Finance Minister Arun Jaitley rebuffed Prime MinisterNarendra Modi’s critics on Tuesday and challenged the opposition to back a crucial tax reform, pledging also to put investments before budget savings to drive growth in Asia’s No.3 economy.

Jaitley, in an interview with Reuters, brushed aside senior leaders in Modi’s ruling nationalist party who rebelled after a heavy election defeat this month in Bihar, the country’s third most populous state.

“People must have a sense of responsibility when they speak,” he said over breakfast at his hotel in Dubai, where he was on a visit to attract investments from Middle Eastern sovereign wealth funds that would help drive growth.

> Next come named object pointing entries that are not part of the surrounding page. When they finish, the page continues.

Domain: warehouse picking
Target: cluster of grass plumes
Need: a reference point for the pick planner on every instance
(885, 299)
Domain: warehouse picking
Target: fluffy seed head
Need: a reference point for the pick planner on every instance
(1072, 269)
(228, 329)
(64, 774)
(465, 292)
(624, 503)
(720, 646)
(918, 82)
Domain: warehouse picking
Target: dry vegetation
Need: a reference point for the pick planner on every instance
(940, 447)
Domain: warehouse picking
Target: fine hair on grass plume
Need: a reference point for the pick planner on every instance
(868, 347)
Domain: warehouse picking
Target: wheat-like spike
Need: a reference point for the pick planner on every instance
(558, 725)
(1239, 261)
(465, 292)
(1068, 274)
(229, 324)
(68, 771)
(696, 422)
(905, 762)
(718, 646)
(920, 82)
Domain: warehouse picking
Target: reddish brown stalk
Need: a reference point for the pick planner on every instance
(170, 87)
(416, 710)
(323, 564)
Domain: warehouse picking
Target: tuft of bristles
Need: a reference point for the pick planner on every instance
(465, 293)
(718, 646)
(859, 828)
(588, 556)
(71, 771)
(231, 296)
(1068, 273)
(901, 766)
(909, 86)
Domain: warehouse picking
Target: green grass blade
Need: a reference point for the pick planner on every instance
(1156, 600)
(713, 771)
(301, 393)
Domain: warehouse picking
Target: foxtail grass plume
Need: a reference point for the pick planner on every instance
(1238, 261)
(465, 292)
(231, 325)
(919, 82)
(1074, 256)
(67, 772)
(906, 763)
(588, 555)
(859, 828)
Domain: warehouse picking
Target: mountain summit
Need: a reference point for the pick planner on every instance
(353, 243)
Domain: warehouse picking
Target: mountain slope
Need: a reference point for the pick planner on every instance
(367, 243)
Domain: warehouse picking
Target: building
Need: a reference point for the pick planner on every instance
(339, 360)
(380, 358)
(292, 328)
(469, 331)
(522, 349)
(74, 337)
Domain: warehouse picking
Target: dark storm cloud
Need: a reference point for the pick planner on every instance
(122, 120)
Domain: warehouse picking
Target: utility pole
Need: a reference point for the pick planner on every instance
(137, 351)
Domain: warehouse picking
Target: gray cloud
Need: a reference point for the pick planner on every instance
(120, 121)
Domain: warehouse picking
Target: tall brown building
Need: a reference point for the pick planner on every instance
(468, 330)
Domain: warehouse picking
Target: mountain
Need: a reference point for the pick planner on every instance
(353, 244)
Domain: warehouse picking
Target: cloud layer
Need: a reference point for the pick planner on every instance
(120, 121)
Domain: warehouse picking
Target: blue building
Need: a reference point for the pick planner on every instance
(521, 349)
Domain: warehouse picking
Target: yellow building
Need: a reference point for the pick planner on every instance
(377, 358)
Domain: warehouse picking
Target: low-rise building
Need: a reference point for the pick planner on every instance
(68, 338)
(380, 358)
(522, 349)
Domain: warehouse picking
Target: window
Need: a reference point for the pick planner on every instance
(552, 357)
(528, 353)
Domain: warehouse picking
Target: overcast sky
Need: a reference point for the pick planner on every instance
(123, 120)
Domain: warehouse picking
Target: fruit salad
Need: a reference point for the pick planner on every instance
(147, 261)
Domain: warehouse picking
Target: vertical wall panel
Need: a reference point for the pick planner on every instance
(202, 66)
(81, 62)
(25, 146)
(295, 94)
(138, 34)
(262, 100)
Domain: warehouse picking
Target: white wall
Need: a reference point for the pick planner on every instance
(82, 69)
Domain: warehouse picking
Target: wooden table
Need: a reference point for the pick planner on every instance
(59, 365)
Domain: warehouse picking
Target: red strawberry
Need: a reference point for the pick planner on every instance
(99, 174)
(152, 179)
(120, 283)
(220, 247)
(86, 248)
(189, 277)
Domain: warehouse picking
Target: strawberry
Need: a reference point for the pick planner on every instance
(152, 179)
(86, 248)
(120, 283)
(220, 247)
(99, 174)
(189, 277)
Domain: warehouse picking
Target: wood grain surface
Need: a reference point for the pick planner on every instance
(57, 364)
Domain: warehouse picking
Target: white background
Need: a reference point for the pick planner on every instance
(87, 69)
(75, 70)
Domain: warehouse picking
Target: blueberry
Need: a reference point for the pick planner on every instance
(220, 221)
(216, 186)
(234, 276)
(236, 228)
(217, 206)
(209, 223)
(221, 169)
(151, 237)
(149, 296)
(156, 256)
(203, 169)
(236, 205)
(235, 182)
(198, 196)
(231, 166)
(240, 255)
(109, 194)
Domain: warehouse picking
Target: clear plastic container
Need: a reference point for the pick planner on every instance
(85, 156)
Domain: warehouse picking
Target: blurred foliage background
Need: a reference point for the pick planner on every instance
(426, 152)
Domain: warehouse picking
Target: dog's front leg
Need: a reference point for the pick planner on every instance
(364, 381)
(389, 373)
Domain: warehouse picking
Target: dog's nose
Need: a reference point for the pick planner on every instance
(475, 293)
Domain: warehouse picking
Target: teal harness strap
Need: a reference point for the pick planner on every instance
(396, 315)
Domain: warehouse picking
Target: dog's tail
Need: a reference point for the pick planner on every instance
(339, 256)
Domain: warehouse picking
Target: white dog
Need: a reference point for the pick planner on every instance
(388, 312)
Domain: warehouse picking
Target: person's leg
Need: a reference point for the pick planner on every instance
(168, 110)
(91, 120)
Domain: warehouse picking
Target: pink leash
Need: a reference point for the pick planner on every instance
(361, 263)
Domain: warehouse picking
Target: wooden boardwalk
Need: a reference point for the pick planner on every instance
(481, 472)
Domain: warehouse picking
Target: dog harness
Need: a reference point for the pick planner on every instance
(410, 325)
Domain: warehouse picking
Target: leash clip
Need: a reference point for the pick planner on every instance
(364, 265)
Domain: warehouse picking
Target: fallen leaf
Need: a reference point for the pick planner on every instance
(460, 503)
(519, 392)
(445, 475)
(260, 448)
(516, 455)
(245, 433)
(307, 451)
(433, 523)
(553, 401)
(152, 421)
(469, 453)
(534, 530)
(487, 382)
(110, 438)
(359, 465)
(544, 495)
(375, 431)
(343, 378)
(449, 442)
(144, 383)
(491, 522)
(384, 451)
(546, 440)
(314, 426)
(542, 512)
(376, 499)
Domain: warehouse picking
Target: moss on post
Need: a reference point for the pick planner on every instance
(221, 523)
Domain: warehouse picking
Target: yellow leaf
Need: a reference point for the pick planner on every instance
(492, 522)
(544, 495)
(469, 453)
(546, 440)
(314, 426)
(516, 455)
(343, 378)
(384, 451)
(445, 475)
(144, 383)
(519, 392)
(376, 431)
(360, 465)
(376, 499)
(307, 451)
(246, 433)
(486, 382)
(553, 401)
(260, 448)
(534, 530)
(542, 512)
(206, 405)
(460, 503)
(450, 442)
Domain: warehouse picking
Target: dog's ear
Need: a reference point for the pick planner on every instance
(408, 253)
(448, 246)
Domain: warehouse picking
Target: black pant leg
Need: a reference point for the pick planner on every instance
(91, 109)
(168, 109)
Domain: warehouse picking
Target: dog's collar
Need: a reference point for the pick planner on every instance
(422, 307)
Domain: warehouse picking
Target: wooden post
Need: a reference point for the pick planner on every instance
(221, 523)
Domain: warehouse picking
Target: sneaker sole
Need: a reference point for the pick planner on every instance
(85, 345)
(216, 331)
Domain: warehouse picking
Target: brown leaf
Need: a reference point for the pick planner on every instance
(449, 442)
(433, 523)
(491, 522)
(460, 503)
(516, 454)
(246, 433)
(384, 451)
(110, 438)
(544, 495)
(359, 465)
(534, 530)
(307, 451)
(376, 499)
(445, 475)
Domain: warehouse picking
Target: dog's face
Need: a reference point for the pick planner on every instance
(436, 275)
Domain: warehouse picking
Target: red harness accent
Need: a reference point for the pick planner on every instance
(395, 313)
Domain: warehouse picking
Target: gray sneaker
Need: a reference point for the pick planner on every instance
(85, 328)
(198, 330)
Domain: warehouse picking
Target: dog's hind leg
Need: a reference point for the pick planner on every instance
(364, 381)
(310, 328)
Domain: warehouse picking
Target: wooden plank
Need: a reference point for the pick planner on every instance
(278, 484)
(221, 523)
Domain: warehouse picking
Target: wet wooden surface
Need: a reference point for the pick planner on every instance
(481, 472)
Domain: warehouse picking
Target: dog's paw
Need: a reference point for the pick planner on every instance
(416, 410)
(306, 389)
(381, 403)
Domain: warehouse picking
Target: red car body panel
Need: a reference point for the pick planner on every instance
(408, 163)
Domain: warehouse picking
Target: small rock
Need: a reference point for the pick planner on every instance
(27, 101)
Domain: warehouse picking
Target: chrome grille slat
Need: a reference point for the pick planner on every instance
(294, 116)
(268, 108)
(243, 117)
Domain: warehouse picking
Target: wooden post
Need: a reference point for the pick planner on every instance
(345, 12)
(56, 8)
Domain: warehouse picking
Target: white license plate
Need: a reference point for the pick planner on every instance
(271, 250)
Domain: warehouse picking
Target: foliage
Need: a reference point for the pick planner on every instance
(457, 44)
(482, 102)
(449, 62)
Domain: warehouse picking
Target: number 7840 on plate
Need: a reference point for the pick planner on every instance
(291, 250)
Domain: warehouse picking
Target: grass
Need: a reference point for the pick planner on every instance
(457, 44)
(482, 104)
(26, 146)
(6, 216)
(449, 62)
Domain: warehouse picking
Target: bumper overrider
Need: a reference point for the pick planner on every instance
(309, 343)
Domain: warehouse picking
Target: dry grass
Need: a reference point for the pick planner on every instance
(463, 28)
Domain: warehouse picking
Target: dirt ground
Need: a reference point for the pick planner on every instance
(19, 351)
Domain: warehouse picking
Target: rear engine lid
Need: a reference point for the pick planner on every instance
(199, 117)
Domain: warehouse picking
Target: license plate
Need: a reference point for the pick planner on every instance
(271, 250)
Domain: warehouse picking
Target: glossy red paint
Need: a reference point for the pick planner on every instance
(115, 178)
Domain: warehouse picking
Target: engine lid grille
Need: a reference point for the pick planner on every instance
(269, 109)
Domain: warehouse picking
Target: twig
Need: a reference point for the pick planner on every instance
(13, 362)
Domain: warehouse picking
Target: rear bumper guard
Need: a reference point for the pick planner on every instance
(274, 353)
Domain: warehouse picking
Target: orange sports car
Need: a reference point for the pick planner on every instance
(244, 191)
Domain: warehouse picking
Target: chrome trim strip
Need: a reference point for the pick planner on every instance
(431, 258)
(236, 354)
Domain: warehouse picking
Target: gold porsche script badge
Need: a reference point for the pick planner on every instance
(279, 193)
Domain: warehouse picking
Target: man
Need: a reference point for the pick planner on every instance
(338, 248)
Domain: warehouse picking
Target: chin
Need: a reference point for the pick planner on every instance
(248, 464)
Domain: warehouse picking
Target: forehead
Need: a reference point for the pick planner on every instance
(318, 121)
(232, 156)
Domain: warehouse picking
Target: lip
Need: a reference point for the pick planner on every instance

The setback in Bihar dealt a blow to Modi’s prestige after he campaigned actively in the state, and has emboldened his opponents in Parliament who have used their control of the Upper House to delay his economic reform agenda.

Jaitley said the government would prefer to use buoyant tax receipts to fund extra infrastructure spending than to slash its borrowing target for the current fiscal year that runs to March 2016.

Achieving “high growth and depleting poverty” are top of the agenda of the government for the coming years, he said. Modi, elected in May 2014 with the strongest mandate in three decades, has set his ambitions to lead India for two five-year terms.

“I would stick to my fiscal deficit target of 3.9 per cent this year and the priority will be to spend whatever resources the government has within the fiscal deficit target,” said the 62-year-old Jaitley.

The government is ready to discuss all issues with the opposition to pass a key amendment in the forthcoming winter session of parliament that would pave the way for a new nationwide goods and services tax (GST), Jaitley also said.

It is not, however, willing to abandon the basic objectives of the tax, which would for the first time turn India into a common market and by some estimates add as much as 2 percentage points to gross domestic product.

“Without compromising on the architecture itself, and keeping a general consensus between the states and the centre in mind, I think a discussion is reasonably possible,” he said.

Modi has been unable to pass the GST because his coalition lacks a majority in the upper house of parliament, where the country’s states are represented. One controversy has been over a proposed state levy that some say would make the tax complex to administer.

After the Bihar defeat, his chances of securing control over the chamber in this five-year term have evaporated, compelling him to seek dialogue with the opposition to implement his reform agenda.